ABU DHABI: A legal consultant has warned OFWs not to borrow money from illegal lenders because that would only compound their existing problem.
While it is possible that an expatriate would approach such an usurer only because the expat himself has legal issues, handing over legal documents, such as his passport, would only make matters worse, he said.
According to Pearl Cabali, legal consultant at Gulf Law in Dubai: “Some prefer loan sharks because the process is very fast and informal. These loan sharks appear to be very friendly and helpful when they hand over the money but they become the exact opposite when it’s time to collect it.”
She pointed out that the borrowers themselves are not too keen to follow up with legal procedures when the loan sharks start creating problems. She says she receives four complaints a month from OFWs, of them only a 10th follow-up, reports The National.
Many such borrowers are themselves involved in police cases – possibly blacklisted from banks, or hold expired residence or tourist visas – or ineligible for a bank loan. “Loan sharks are aware of their situation and capitalize on the fact that they cannot seek police assistance even if they are subjected to abusive practices,” Cabali said.
So what does Gulf Law do to help?
“It is always best to settle the case amicably,” Cabali says. “We try to explain that they do not have a commercial license to operate here and it is also illegal to charge a high interest rate.”
The critical document (passport), kept as guarantee by the lender against the loan has to be recovered.
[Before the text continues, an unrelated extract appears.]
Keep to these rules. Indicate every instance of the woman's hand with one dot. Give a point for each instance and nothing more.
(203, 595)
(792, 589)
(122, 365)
So the company sends a legal notice to the lender, to collect the passport and negotiate a realistic repayment scheme.
One borrower, Christina (not her real name), waited a long time before seeking help – in January 2010 a friend connected her to a lender who said she would give an interest-free Dh8,000 loan, but she would have to deposit her passport.
The 28-year-old said: “I was so desperate back then; my tourist visa had to be extended by a month and I couldn’t get a job.”
She did get a job – as a sales staff at a shopping mall – and started paying off the loan six months later, but by then not only were threatening text messages coming in from the loan shark, but she was charging her interest, and her loan had shot up to Dh15,000.
“She threatened to file a case against me with the police and warned that she could have me deported,” Christina said.
That was when Christina approached the company, which negotiated the loan amount down to Dh10,500. “I got my passport back,” Christina said. “I’m now trying to move on after my traumatic experience.”
Such money lenders themselves are illegal in the UAE. And it is also illegal for anybody to demand the borrower’s passport or an Emirates ID, a labor card, an ATM card, or to ask them to sign checks as a guarantee for a loan.
According to law, those who lend money at unreasonably high rates of interest can be jailed for at least three months plus a fine of at least Dh2,000. The secret is that “Most loan sharks are also Filipinos and take advantage of the weaker Filipinos,” said Ms Cabali.